Khalil Gibran

10 aprile 1931. Muore Khalil Gibran.

10 Aprile 2026 - 06:30--Anniversari-
10 aprile 1931. Muore Khalil Gibran.

La voce spirituale tra Oriente e Occidente

Khalil Gibran, le origini e l’infanzia in Libano

Khalil Gibran nasce il 6 gennaio 1883 a Bsharri, un villaggio montano del Libano.
Cresce all’interno di una famiglia cristiana maronita che affronta difficoltà economiche.
Non segue un percorso scolastico regolare, tuttavia riceve una prima formazione dai religiosi locali, che lo avvicinano alla Bibbia e alla lingua araba.
In questo contesto matura una sensibilità spirituale che diventa il nucleo della sua produzione futura.
Quando il padre viene arrestato per peculato, la famiglia perde i propri beni e la sua vita cambia direzione in modo netto.

L’esperienza americana e la formazione artistica

Nel 1895 la madre Kamila decide di emigrare negli Stati Uniti insieme ai figli.
Dopo una breve permanenza a New York, la famiglia si stabilisce a Boston.
Qui Khalil frequenta la scuola pubblica e adatta il proprio nome in Kahlil Gibran.
Nel frattempo si avvicina all’arte e, grazie all’incontro con il fotografo Fred Holland Day, riceve incoraggiamento e visibilità.
Così, già nel 1898, pubblica i primi disegni e avvia concretamente il suo percorso creativo.

Il ritorno in Libano e gli studi a Beirut

Nel 1899 torna in Libano con l’obiettivo di approfondire la propria formazione.
Studia al Collège de la Sagesse di Beirut, dove si dedica alla letteratura araba e fonda una rivista scolastica.
In questo ambiente viene riconosciuto come “poeta del collegio”.
Tuttavia, il rapporto difficile con il padre lo induce a rientrare negli Stati Uniti nel 1902.

Perdite personali e incontri decisivi

Una volta tornato a Boston, affronta una serie di lutti ravvicinati che segnano profondamente la sua esistenza.
Nel giro di poco tempo muoiono la sorella Sultana, il fratello Peter e la madre.
Rimane quindi accanto alla sorella Mariana, che sostiene economicamente la famiglia.
In questo periodo incontra figure fondamentali come Josephine Peabody e, soprattutto, Mary Haskell, che diventa un punto di riferimento decisivo nel suo percorso umano e artistico.

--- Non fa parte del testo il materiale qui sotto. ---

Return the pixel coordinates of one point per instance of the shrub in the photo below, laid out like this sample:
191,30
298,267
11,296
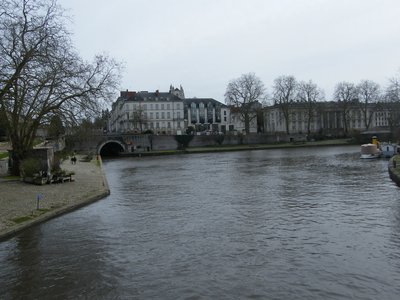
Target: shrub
30,167
183,141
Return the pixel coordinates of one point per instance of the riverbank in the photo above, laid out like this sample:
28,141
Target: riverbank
18,200
394,169
227,148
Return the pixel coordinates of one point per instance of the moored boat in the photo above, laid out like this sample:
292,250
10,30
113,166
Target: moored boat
388,149
370,151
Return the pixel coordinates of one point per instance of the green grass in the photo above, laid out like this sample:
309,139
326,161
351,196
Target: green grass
20,220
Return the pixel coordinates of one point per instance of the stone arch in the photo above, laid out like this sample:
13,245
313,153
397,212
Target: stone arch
111,148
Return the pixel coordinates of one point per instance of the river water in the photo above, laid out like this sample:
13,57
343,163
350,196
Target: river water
313,223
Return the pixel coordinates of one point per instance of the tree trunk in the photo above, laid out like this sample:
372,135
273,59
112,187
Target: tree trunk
247,124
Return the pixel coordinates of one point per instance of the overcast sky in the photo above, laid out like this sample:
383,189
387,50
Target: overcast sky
203,44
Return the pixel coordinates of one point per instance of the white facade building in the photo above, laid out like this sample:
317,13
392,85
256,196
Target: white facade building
136,112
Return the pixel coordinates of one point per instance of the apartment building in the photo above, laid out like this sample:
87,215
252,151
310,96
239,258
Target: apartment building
325,117
160,112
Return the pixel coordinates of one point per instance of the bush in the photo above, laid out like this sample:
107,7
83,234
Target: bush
30,167
183,141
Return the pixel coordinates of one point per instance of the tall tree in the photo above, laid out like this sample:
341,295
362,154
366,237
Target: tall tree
41,74
368,93
284,94
309,93
391,103
345,94
244,95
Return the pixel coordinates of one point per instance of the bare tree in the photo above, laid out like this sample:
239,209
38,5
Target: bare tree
284,94
345,94
368,93
41,75
391,103
244,94
309,93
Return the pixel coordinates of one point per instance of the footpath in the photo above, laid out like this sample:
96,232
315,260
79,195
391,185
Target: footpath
18,200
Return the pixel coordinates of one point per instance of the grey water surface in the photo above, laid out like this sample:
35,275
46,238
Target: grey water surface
316,223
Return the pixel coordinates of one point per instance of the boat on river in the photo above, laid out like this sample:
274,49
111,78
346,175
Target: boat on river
388,149
370,151
375,149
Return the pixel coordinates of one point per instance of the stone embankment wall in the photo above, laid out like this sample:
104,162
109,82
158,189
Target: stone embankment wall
394,169
168,142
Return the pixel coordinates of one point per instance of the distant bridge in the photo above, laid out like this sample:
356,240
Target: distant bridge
115,144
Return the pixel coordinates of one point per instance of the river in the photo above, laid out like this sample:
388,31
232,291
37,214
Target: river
315,223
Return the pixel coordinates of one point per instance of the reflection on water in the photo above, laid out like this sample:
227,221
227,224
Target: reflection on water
298,223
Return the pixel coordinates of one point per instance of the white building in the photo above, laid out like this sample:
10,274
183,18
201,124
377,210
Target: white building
160,112
325,117
167,113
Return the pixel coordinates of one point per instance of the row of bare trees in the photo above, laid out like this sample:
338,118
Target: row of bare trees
246,93
41,74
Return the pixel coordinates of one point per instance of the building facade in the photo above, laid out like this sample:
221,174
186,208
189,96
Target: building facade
329,118
169,113
160,112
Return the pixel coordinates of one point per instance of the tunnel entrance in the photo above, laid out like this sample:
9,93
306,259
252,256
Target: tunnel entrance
111,149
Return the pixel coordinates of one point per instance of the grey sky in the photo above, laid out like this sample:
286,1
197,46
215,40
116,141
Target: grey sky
203,44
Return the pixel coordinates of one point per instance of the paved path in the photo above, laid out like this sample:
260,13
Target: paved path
18,199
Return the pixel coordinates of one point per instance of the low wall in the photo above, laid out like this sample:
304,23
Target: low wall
3,167
394,169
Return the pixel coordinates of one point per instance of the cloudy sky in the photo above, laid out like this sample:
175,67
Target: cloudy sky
203,44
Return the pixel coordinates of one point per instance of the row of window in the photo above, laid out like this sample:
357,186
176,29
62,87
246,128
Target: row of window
153,106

Parigi e l’apertura alla cultura europea

Nel 1908 si trasferisce a Parigi grazie al sostegno di Mary Haskell.
Qui studia pittura all’Académie Julian e, allo stesso tempo, approfondisce il pensiero di Nietzsche, Rousseau e Voltaire.
Incontra artisti e intellettuali, ampliando progressivamente il proprio orizzonte culturale.
Di conseguenza, il suo linguaggio si rafforza e assume una dimensione sempre più simbolica e universale.

Il successo internazionale con Il Profeta

Una volta rientrato negli Stati Uniti, Gibran continua a scrivere e dipingere con maggiore consapevolezza.
Nel 1918 pubblica “Il folle”, primo testo in inglese.
Successivamente, nel 1923, esce “Il Profeta”, l’opera che lo consacra a livello mondiale.
Il libro raccoglie ventisei prose poetiche dedicate ai grandi temi dell’esistenza.
Grazie a un linguaggio semplice ma profondo, l’opera raggiunge lettori di ogni cultura e generazione.

Temi e stile di Khalil Gibran

Khalil Gibran mette in dialogo la cultura araba con la sensibilità occidentale.
Affronta temi come amore, libertà, dolore e fede attraverso uno stile essenziale e simbolico.
Opere come “Il Figlio dell’Uomo” e “Sabbia e schiuma” rafforzano una visione mistica e universale.
In particolare, la sua scrittura ricerca costantemente un equilibrio tra materia e spirito, tra individuo e umanità.

Morte e funerali di Khalil Gibran

Negli ultimi anni le sue condizioni di salute peggiorano a causa di una grave steatosi epatica e della tubercolosi.
Il 10 aprile 1931 Khalil Gibran muore a New York all’età di 48 anni.
Secondo la sua volontà, il corpo viene riportato in Libano.
Nel 1932 trova sepoltura nel monastero di Mar Sarkis, acquistato dalla sorella Mariana insieme a Mary Haskell.
Ancora oggi quel luogo accoglie visitatori da tutto il mondo e conserva viva la sua eredità spirituale.